None of this, however, has much of anything, to do with justice. Resenting something does not make it unjust. The Stiglitz technique, the same as has been employed by the majority of opinion-makers for the last half-century or more, is to use "equality" as synonymous, interchangeable with "social justice". Once the habit of using either of the two as meaning the other has taken root, inequality has become tautologically the same as a violation of social justice. It became as good as impossible to defend inequality, for you could not possibly argue in favor of injustice. But realizing as we do that Stiglitz, together with the whole soft Left, relies on a linguistic trick to drive home his claims may well lend us the intellectual courage to reject the entire attack on inequality more radically than if the recourse to justice had not been so ambitiously employed.
Finally, we are warned, inequality exacts a heavy price by menacing our cherished form of government, democracy itself. Votes are to a large extent bought for money; with income and wealth distributed unequally, the rich have much more money than the poor; the rich will buy votes for the Right and pre-empt the votes that would have gone to the Left. Votes for the candidates of the rich makes the rich more influential, hence richer, which enables them to buy even more votes the next time round. Their reign becomes unbreakable, self-perpetuating.
Oddly enough the Stiglitz reasoning is once again out of luck. For the 2008 presidential election, $745m was raised for Barack Obama, twice the $368m raised for John McCain. The Left duly won, presumably because the so-called fat capitalists raised much less money for vote-buying than minorities, Hollywood actors, labour unions, and students.
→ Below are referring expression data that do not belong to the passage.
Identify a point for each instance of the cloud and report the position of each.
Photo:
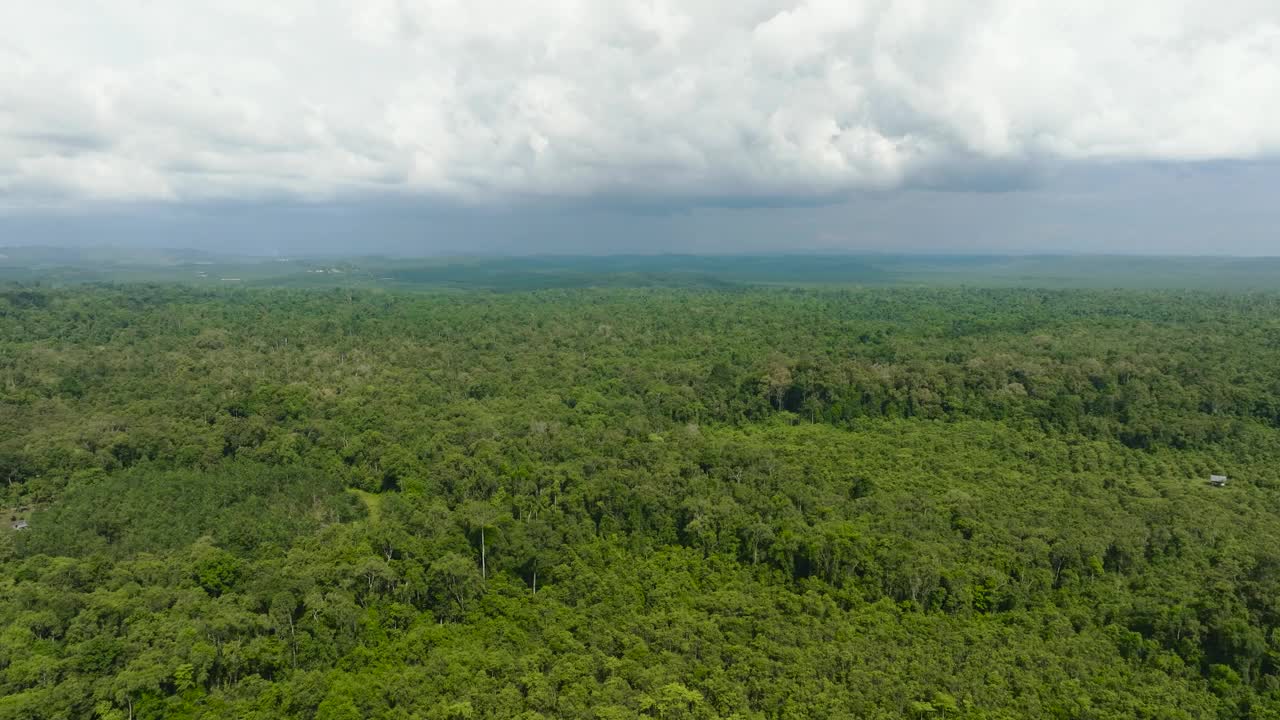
(647, 99)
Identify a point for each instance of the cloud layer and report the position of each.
(653, 99)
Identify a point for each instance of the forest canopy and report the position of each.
(639, 502)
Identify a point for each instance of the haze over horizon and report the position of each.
(435, 127)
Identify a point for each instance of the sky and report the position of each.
(634, 126)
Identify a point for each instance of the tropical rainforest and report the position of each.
(631, 502)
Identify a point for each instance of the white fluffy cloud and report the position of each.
(478, 99)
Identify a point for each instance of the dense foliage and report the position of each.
(639, 504)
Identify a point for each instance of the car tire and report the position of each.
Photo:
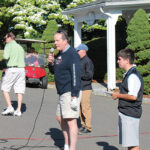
(44, 83)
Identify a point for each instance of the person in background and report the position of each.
(67, 73)
(130, 100)
(14, 75)
(87, 71)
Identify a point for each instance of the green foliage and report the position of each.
(50, 77)
(138, 40)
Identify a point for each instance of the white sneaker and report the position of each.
(9, 110)
(17, 113)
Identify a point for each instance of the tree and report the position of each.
(138, 40)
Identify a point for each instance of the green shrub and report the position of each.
(138, 40)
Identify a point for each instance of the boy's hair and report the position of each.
(127, 54)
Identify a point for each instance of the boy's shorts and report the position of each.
(14, 77)
(64, 109)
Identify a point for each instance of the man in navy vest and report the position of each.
(130, 100)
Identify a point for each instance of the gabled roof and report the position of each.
(109, 4)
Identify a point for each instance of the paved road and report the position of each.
(16, 131)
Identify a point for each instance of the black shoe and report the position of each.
(84, 131)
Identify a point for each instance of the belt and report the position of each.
(12, 67)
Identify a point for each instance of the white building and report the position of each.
(109, 10)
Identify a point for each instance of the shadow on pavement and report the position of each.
(57, 137)
(15, 104)
(106, 146)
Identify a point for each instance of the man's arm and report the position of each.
(51, 63)
(117, 95)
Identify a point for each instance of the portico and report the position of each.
(109, 10)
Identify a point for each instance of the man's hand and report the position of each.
(51, 59)
(74, 103)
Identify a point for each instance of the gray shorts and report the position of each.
(63, 108)
(128, 130)
(14, 77)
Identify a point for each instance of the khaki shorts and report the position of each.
(63, 108)
(128, 130)
(14, 77)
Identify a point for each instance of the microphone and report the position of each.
(52, 51)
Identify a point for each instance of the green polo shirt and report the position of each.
(14, 54)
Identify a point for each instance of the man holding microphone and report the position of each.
(130, 100)
(66, 69)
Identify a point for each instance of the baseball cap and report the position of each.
(82, 47)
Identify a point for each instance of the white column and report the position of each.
(111, 51)
(77, 33)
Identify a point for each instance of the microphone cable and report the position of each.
(25, 145)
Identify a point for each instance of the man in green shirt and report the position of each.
(14, 74)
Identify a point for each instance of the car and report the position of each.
(35, 64)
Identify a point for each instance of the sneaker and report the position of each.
(8, 111)
(66, 147)
(17, 113)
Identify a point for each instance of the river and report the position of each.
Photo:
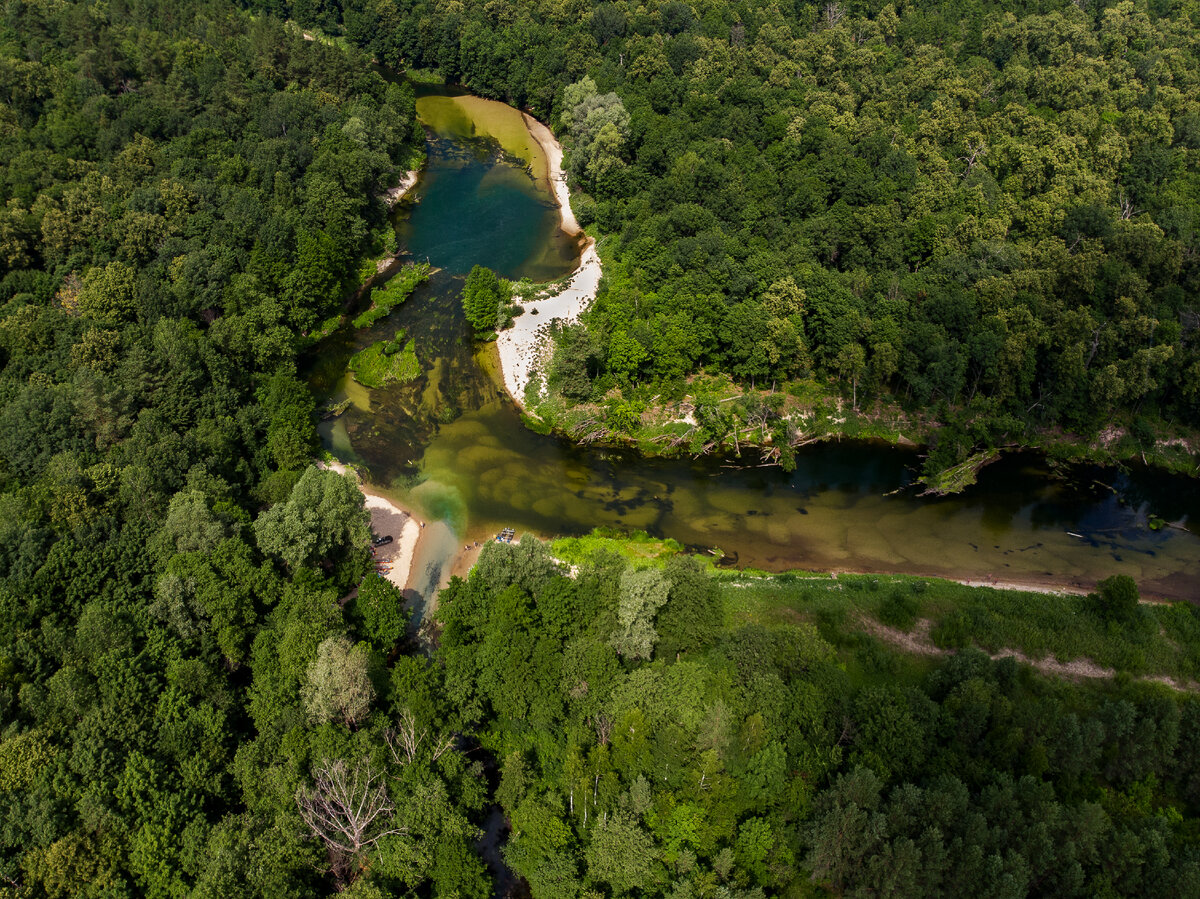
(451, 444)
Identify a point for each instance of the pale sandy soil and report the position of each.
(388, 519)
(394, 195)
(918, 642)
(553, 153)
(525, 346)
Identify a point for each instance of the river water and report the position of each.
(451, 444)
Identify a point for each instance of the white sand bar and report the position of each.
(553, 153)
(388, 520)
(525, 347)
(394, 195)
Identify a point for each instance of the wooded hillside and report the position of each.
(983, 210)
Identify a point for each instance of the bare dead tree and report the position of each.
(348, 809)
(405, 742)
(604, 729)
(402, 739)
(1127, 208)
(975, 154)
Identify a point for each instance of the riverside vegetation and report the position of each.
(975, 216)
(195, 701)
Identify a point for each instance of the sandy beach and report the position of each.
(525, 347)
(389, 520)
(394, 195)
(553, 153)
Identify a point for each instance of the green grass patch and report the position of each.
(385, 363)
(639, 547)
(1163, 639)
(958, 478)
(425, 76)
(397, 289)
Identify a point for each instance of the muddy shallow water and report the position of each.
(451, 444)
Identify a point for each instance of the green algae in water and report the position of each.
(387, 363)
(480, 469)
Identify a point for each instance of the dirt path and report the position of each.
(395, 559)
(919, 642)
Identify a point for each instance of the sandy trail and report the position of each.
(394, 195)
(395, 561)
(526, 347)
(553, 154)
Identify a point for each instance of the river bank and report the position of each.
(394, 559)
(525, 348)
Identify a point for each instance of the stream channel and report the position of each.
(450, 444)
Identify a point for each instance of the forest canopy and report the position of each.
(203, 691)
(985, 209)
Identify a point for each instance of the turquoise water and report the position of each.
(478, 209)
(451, 444)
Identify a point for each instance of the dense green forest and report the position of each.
(988, 211)
(202, 690)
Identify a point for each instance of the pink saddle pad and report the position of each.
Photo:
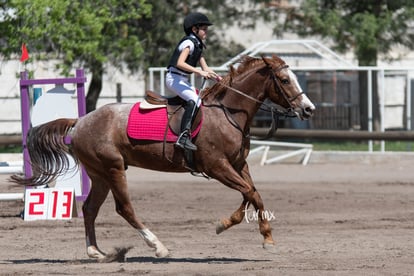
(150, 124)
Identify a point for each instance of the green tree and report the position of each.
(370, 28)
(128, 34)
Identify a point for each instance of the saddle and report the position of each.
(175, 109)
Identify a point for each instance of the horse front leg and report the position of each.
(97, 195)
(244, 183)
(234, 219)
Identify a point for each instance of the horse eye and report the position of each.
(285, 81)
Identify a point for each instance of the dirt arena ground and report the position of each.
(330, 219)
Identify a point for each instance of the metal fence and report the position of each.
(337, 94)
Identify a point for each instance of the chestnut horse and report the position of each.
(99, 141)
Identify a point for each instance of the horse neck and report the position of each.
(243, 108)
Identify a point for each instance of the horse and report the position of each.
(100, 143)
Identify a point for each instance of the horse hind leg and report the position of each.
(125, 209)
(91, 206)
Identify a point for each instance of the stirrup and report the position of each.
(184, 142)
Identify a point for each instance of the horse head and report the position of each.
(285, 89)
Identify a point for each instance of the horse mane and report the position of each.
(246, 65)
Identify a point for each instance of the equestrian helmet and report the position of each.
(195, 19)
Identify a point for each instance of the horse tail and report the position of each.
(48, 152)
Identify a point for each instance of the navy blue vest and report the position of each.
(193, 58)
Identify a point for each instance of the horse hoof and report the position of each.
(270, 247)
(162, 252)
(117, 255)
(220, 227)
(95, 253)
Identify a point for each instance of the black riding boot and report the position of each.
(184, 140)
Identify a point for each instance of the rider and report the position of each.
(183, 62)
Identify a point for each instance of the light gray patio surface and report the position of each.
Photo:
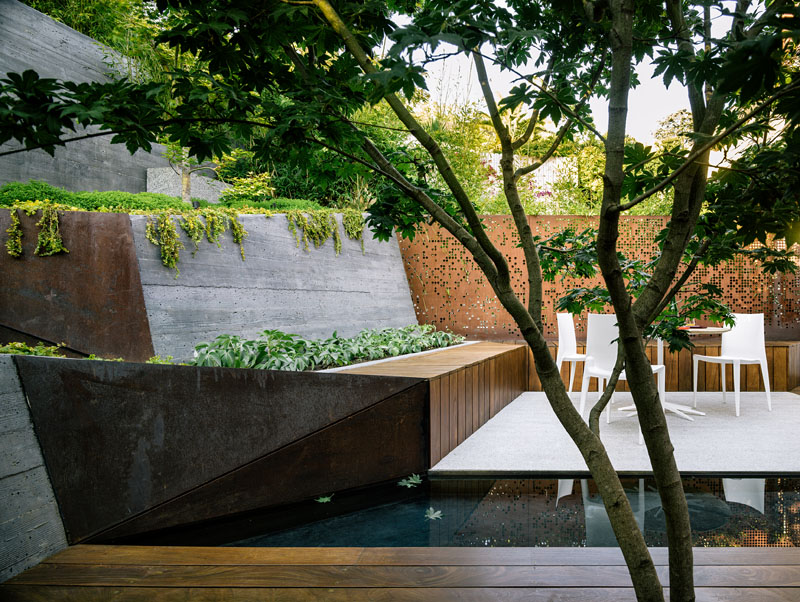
(526, 438)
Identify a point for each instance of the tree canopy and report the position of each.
(295, 74)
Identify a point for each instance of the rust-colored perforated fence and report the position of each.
(449, 290)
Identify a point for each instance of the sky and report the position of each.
(649, 103)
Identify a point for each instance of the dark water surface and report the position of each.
(510, 512)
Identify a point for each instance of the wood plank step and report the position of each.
(186, 555)
(146, 594)
(388, 576)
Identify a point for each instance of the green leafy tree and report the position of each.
(302, 70)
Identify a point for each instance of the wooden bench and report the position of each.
(468, 385)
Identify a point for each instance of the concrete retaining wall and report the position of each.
(31, 40)
(278, 286)
(166, 180)
(30, 524)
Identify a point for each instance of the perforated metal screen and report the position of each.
(449, 290)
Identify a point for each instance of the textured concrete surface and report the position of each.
(278, 286)
(31, 40)
(166, 180)
(526, 437)
(30, 525)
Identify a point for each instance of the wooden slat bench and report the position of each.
(468, 385)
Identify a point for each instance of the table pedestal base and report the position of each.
(675, 408)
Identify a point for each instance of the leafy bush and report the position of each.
(33, 190)
(25, 349)
(277, 205)
(14, 193)
(254, 188)
(116, 200)
(112, 200)
(276, 350)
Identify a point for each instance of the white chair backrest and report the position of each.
(567, 344)
(601, 344)
(746, 338)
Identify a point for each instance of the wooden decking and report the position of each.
(420, 574)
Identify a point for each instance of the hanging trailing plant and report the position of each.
(237, 231)
(215, 226)
(163, 233)
(353, 222)
(316, 226)
(14, 241)
(49, 241)
(195, 229)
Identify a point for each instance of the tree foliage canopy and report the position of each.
(296, 73)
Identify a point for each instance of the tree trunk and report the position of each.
(186, 184)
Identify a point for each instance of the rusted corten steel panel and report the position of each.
(121, 439)
(387, 440)
(90, 299)
(449, 290)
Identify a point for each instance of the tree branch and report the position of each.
(701, 150)
(605, 397)
(681, 281)
(532, 263)
(427, 142)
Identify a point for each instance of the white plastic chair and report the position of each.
(568, 346)
(743, 344)
(745, 491)
(601, 355)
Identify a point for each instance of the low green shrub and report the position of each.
(41, 349)
(118, 201)
(276, 205)
(33, 190)
(111, 200)
(276, 350)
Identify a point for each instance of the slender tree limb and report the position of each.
(705, 147)
(684, 37)
(605, 397)
(523, 227)
(534, 119)
(521, 171)
(682, 280)
(427, 142)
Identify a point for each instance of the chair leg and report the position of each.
(584, 391)
(573, 367)
(765, 376)
(723, 369)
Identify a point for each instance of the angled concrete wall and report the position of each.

The Stiglitz theory of the rich buying the votes works a little better for Congressional elections, but the buying is not done always for the Right but as often as not for the Left, according to whether it is the Republican or the Democratic candidate who can better serve particular local and special interests. Contrary to Europe, the American legislator may be less ideological and more venal, but his venality serves more to preserve a messy distributional status quo than to making it ever more unequal.
Even if the Stiglitz thesis did not get it wrong too often, it would still be a failure on one fundamental score: it tacitly ignores the rule that you must take the rough with the smooth. Inequality, if he is to be believed, has countless painful consequences that amount to a heavy price. Tacitly and sometimes overtly, he invites the reader to go for remaking it, to smooth out the rough and accept only the smooth with the smooth. This, however, cannot be done. Every alternative social order has built-in consequences, some rough and some smooth, that cannot be sorted out from one another. Equality also has a price like every other system of collective choice rules, and it suffices to think of the late Soviet Union, North Korea, Cuba and many less acute examples to suspect that its price could be a awesome one, even if imposed in less exotic countries. It is always tempting for the would-be social engineer to propose reforms that promise to smooth out the rough and reduce the price of the social order. Before yielding to the temptation, it is well to remember that everything has a price, but the price of everything is very hard to recognize, let alone to predict.